Mais non, elle ne peut pas laisser Robert, ce serait le tuer deux fois. Robert son Mari. Elle se revoit en robe blanche, et cet anneau à son doigt. Parfois, jouant avec, il lui répétait le mot de Claudel : « cet anneau qui a la forme du oui ».

Oui, je te reviens Robert, oui, moi je te rendrai la mémoire. Tu me reconnaîtras mon bien-aimé. Tiens voici l'anneau que tu m'avais passé, l'anneau ? Mais non, c'est l'alliance avec Jean. Marie-Marthe l'arrache de son doigt, le dissimule dans sa poche.

Non, Robert, je ne te priverai pas de tes fils.
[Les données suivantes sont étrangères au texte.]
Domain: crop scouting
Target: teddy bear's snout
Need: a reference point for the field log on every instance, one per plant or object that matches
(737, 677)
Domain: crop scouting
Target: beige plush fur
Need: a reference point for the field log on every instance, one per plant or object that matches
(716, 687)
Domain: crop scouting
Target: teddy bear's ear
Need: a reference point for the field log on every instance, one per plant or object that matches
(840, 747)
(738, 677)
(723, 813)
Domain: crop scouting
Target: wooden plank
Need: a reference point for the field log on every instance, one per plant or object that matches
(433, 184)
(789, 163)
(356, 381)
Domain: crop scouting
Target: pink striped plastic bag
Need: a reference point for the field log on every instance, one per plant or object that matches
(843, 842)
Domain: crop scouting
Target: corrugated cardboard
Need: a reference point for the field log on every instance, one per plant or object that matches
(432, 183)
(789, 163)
Reviens... Mais cette pression de la main de Jean. Tout oublier, être encore dans les bras de Jean, comme hier.

Non, elle n'a pas le droit. Seul Robert est vraiment son mari. Et il a tant besoin d'elle, tant besoin.

Pourquoi saute-t-il, là-bas, sur des haies, lui qui détestait les sports ? Pourquoi ce saut à la perche ? Pourquoi cette course harassante ? Et pourquoi s'est-il déguisé en jockey ?

Mais non, depuis longtemps Robert n'est plus sur l'écran, c'est la suite des actualités. Alors, pourquoi rester ? Que fait Jean à la retenir ? Mieux vaut lui dire tout de suite, tout de suite. Et puis que ce soit fini, et qu'elle coure vers Robert.

Elle s'est arrachée de son siège. Elle se précipite vers la porte et Jean la suit avec peine. Les voici déjà devant la caisse.

« Alors ? » Ah ! Ce visage de Jean si pâle, sa bouche qui s'ouvre sans parler, ses yeux comme vides à force de peur. Ce n'est plus Robert – ce Robert sans mémoire et si lointain – c'est Jean, là contre elle, et si pâle qu'il pourrait soudain mourir.

« Non, ce n'était pas lui. Mais pardonne-moi. Je suis bouleversée ».